The Lucy Letby Case

Hawdon is claiming she was misled and would have approached it in a different way if she thought someone was under suspicion.!

That statement alone should alarm people.

In a way she is saying that if she was told to look for criminality, she would have found a way to find it.


I think in medical or financial type cases the jury should be made up from a panel that have some knowledge of the subject - otherwise it's very easy to steer a jury a certain way.

The UK post office/ horizon scandal is a classic example.
 
The first of many books on this disturbing case....a few excerpts from the review below.

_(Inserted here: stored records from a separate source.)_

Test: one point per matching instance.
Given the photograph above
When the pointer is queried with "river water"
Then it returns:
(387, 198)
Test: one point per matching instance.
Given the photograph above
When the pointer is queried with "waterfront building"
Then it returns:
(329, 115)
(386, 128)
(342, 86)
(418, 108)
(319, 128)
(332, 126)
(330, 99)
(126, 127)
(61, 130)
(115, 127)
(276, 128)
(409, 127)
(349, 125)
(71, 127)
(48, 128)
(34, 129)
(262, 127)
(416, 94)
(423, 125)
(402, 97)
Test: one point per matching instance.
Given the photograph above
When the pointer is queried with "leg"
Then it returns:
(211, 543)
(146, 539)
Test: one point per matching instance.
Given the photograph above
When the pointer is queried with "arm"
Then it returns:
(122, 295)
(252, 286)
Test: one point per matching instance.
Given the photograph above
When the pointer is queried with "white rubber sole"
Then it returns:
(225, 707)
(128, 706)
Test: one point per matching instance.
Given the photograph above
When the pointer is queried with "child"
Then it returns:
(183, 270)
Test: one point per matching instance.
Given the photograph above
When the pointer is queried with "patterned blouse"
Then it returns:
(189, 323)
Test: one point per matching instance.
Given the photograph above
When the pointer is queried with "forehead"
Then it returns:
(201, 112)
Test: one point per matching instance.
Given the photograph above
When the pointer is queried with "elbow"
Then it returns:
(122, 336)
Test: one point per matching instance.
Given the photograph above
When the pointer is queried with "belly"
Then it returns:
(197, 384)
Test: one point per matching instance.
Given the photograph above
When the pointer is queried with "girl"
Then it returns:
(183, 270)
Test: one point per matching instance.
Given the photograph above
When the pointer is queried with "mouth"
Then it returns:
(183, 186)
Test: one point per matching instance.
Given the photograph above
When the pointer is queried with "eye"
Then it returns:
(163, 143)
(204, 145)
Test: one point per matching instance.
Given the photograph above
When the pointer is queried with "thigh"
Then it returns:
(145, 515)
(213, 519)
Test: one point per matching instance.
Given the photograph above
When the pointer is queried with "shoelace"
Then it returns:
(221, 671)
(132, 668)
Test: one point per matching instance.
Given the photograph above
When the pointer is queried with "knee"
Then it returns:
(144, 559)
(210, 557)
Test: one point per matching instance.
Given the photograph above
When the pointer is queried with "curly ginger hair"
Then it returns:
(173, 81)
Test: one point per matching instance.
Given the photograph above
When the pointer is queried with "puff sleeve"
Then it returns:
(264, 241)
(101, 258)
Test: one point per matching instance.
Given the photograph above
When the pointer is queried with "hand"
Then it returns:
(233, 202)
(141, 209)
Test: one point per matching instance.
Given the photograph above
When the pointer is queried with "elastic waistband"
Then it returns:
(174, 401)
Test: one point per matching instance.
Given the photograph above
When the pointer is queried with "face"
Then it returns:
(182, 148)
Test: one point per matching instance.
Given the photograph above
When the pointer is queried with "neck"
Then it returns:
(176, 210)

Did the state, the police, the prosecution service or the media really presume Letby's innocence before she was judged? In which case, is there any solid basis for her conviction, or have we just witnessed a spasm of establishment groupthink and a nasty piece of injustice?

Again and again the authors stress the absence of any hard evidence that Letby did anything wrong.

They record that the doctors who first accused her of wrongdoing ‘hadn’t a shred of proof’. It is not even clear that anybody did anything wrong. They note that not long before Ms Letby’s first arrest there was still no direct evidence against her. ‘Not one of her colleagues could say they had seen her harming a baby’.
 
More revelations today....her new barrister must be feeling more and more confident. (Behind a paywall - an excerpt below.)


.

A neonatal ward manager at Lucy Letby's hospital outlined 15 reasons why the nurse could not be to blame for the deaths and collapse of babies, it has emerged. Documents released for the Thirlwall Inquiy, which is examining how incidents at the Countess of Chester could have been prevented, show that Eirian Powell, Letby’s boss, was unconvinced by allegations against the nurse.

She distributed a document entitled “Neonatal Unit review 2015-2016” in May 2016, which gave 15 reasons why it was unlikely there was a baby killer on the ward.

“There is no evidence whatsoever against LL (Lucy Letby) other than coincidence,” she wrote. “LL works full time and has the qualification in speciality (QIS). She is therefore more likely to be looking after the sickest infant on the unit, LL is also available herself to work overtime when the acuity of the unit is over capacity.”

The neonatal ward manager went on to point out that the spike in deaths could be accounted for by failings on the unit and elsewhere as well as health problems with the babies.